Working across the genres of painting, scultpure, installation, video, and the digital, Femke Herregraven investigates the impact of contemporary financial technologies and infrastructure on emerging value systems and geographies.
Femke Herregraven’s Hinged Collisions (2018), presented at Taipei Biennial 2020, uses the shapes of medieval European altarpieces, framed in server racks, which also allude in their configuration to monitors on the desks of traders. The content of the cut reliefs represents various data visualisations, such as the spread of the plague in the Middle Ages or an unstable geologiccrypto-depression in North Ethiopia.
In an important shift in the history of images, none of the motifs have been derived from illustrations, images, or photographs as we know them. Herregraven asks what actually constitutes an image today. Data can be converted into pixels so that we can see it. However, this visible form is completely arbitrary and serves to aid our better understanding. Nowadays, machines—such as satellites—gather data, which they stream to other machines. This data is neither meant for nor legible to the human eye. Although the Hinged Collisions are not predicated upon our reality, we still think that we can recognise landscapes or figurative elements. For Herregraven, the dominance of data collection over the image per se poses new questions: What is an image when it is no longer about what we see but rather about the value of the underlying data that we cannot see? Does this not mean that we are forcibly alienated from our own environment if we are no longer able to recognise it in images?
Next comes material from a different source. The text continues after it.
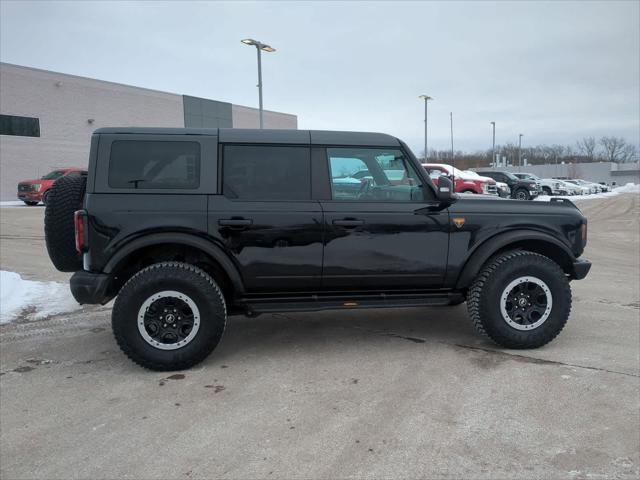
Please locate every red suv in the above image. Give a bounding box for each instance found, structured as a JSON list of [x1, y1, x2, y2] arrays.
[[18, 167, 87, 206], [422, 163, 498, 195]]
‘Subsecond Flocks’ (2016), which was also included in Taipei Biennial 2020, is a series of works that explores extreme ultrafast financial events that take place. The artist hand-engraved all the transactions that occurred in one millisecond, resulting in over30,000 dots, thereby creating a ritual that brings in time, flaws, meditative tedious process.
Among other works exhibited in Taipei Biennial 2020 was Corrupted Air—Act VI (2019), a survivalist bunker that invites the viewer into an installation that explores the imaginary of the ‘panic room’ in case of catastrophe. As the glass doors of the room of the installation open, the visitor notices that the space remains uninhabited, except for three strange creatures: the avatars of extinct elephant bird, trilobite, and lizard. They came back to ‘life’ thanks to highly precise scanned digital models and they engage in a discussion based on a scenario written by the artist. In the course of the exchange, they keep mentioning the ‘Last Man,’ a sort of prophetic figure, who nevertheless brings no salvation: ‘when he arrives, I’ll be even more bored’ says the digital trilobite. As they are waiting for an end that does not come, they indulge in existential heart to heart reflections: ‘You can only die twice. First when you stop breathing and second when somebody says your name for the last time.’